So today I said good-bye to my RE Dr K. It was a surreal moment. I have been seeing this man like a two to three times a month since the summer. I didn't know what to say, so I told him, thank you so much for eveything and I hope I never see you again. :-) He laughed and said, i hope not either, but I hope you'll share pictures. Even leaving the office was odd - didn't have to stop at reception to set up my next appointment time, just slipped out like I had never been there.
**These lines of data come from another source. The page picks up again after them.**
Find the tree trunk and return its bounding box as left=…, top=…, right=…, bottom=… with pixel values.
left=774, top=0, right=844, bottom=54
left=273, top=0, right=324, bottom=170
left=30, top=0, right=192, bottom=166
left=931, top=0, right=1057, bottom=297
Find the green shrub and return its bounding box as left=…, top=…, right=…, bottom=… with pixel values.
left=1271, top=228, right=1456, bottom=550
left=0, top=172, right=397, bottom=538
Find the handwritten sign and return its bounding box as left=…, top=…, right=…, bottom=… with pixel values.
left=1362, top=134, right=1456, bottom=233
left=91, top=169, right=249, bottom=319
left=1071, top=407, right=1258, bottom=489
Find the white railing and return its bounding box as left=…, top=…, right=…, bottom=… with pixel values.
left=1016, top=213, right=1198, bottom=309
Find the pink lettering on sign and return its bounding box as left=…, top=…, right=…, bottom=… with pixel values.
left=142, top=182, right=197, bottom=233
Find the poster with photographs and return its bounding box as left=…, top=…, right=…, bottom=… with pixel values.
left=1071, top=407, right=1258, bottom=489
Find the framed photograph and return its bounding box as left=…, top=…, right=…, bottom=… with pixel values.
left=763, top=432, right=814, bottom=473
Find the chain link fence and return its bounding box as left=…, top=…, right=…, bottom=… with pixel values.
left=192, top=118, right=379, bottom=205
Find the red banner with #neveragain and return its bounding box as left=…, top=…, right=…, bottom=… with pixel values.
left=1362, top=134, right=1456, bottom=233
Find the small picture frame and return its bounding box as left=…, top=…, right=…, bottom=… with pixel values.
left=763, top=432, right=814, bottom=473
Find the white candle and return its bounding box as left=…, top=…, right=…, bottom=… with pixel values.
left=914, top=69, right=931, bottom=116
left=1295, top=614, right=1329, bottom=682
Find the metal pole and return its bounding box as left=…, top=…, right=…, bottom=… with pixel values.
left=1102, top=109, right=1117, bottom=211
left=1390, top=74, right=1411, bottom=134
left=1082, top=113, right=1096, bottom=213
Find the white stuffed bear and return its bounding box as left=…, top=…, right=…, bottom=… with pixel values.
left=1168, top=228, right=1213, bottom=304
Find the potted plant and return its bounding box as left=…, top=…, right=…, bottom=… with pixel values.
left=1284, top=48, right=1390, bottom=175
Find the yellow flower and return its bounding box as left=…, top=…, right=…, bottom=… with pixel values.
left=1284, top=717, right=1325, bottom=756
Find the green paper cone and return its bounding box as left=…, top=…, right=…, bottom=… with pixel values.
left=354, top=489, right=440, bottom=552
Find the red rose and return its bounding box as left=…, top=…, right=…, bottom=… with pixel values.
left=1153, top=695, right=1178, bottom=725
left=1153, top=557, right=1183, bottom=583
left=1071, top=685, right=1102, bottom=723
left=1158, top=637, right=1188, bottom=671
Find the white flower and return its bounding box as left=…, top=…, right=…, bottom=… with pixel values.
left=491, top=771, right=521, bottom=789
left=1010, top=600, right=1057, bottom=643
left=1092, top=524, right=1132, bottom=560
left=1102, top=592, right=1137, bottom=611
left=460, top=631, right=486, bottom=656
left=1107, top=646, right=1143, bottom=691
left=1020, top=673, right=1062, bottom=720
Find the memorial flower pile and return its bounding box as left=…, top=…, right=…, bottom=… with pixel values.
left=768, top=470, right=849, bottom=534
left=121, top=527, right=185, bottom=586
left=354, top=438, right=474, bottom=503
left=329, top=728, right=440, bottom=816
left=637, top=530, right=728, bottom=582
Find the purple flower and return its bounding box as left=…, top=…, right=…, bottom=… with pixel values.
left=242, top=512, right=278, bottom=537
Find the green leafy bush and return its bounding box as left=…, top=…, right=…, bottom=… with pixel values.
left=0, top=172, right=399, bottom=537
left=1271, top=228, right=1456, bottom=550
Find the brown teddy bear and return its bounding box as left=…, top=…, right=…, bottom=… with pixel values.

Tomorrow I call Dr. D's office and tell them I am coming back and see when they want to see me. I am expecting some time in mid January. That will likely be another strange experience - going back there. I love Dr. D and can't wait to share this with her, but I am a little scared too. When I go back there, I become just another pregnant lady among a sea of pregnant women. I will lose my "handle with care" tag. I hope I am ready for that.
On the pregnancy front, still not feeling great. At times, I feel like my digestive track has completely shut down and everything just sits inside me. Not a good feeling. :-( No complaints though - I haven't missed any work yet and I am hopeful that I am just a couple weeks away from feeling much better.
Here are the much coveted 12 week photos.


Oh wow - 12 weeks. How wonderful - congratulations! I'm sure it must be weird walking away from the RE. Hopefully you'll never have to go back!